For colour images the JPEG (Joint Photographic Experts Group) algorithm, for example, recognizes red, blue, and green, and assigns each a different weight based on the known properties of human visual perception. Green is weighted greatest since the human eye is more perceptive to green than to red or blue. Each pixel in a colour image is assigned a red, blue, and green weighting, represented as a triple <R,G,B>. For technical reasons, <R,G,B> triples are usually converted into another triple, <YCbCr> where Y represents the intensity of the colour and both Cb and Cr are chrominance values, which describe the actual colour. Using a complex mathematical algorithm it is possible to reduce the values of each pixel and ultimately achieve lossy compression by reducing the number of pixels saved.

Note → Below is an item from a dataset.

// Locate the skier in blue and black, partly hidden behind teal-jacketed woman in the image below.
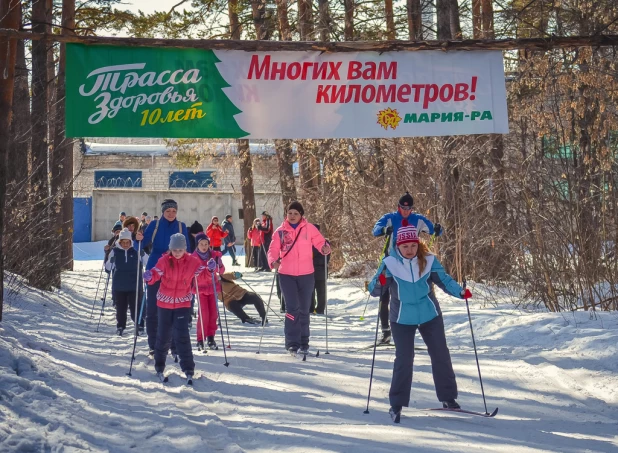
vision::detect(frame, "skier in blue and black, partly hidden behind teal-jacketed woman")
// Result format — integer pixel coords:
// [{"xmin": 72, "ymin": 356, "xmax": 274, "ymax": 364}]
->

Multimedia files in general, because of their size, are compressed using lossy methods. The more compressed the file, the poorer the reproduction quality, but because some of the data is sacrificed, greater compression ratios are achievable, making the file smaller.

Following an international standard for image compression first produced in 1992 by the JPEG, the JPEG file format provides the most popular method for compressing both colour and greyscale photographs. This group is still very active and meets several times a year.

Consider again the example of a black and white photograph of a child eating an ice-cream at the seaside. Ideally, when we compress this image we want the part featuring the child to remain sharp, so in order to achieve this we would be willing to sacrifice some clarity in the background details. A new method, called data warping compression, developed by researchers at Henry Samueli School of Engineering and Applied Science, UCLA, now makes this possible. Those readers interested in the details are referred to the Further reading section at the end of the book.

We have seen how a distributed data file system can be used to store big data. Problems with storage have been overcome to the extent that big data sources can now be used to answer questions that previously we could not answer. As we will see in Chapter 4, an algorithmic method called MapReduce is used for processing data stored in the Hadoop DFS.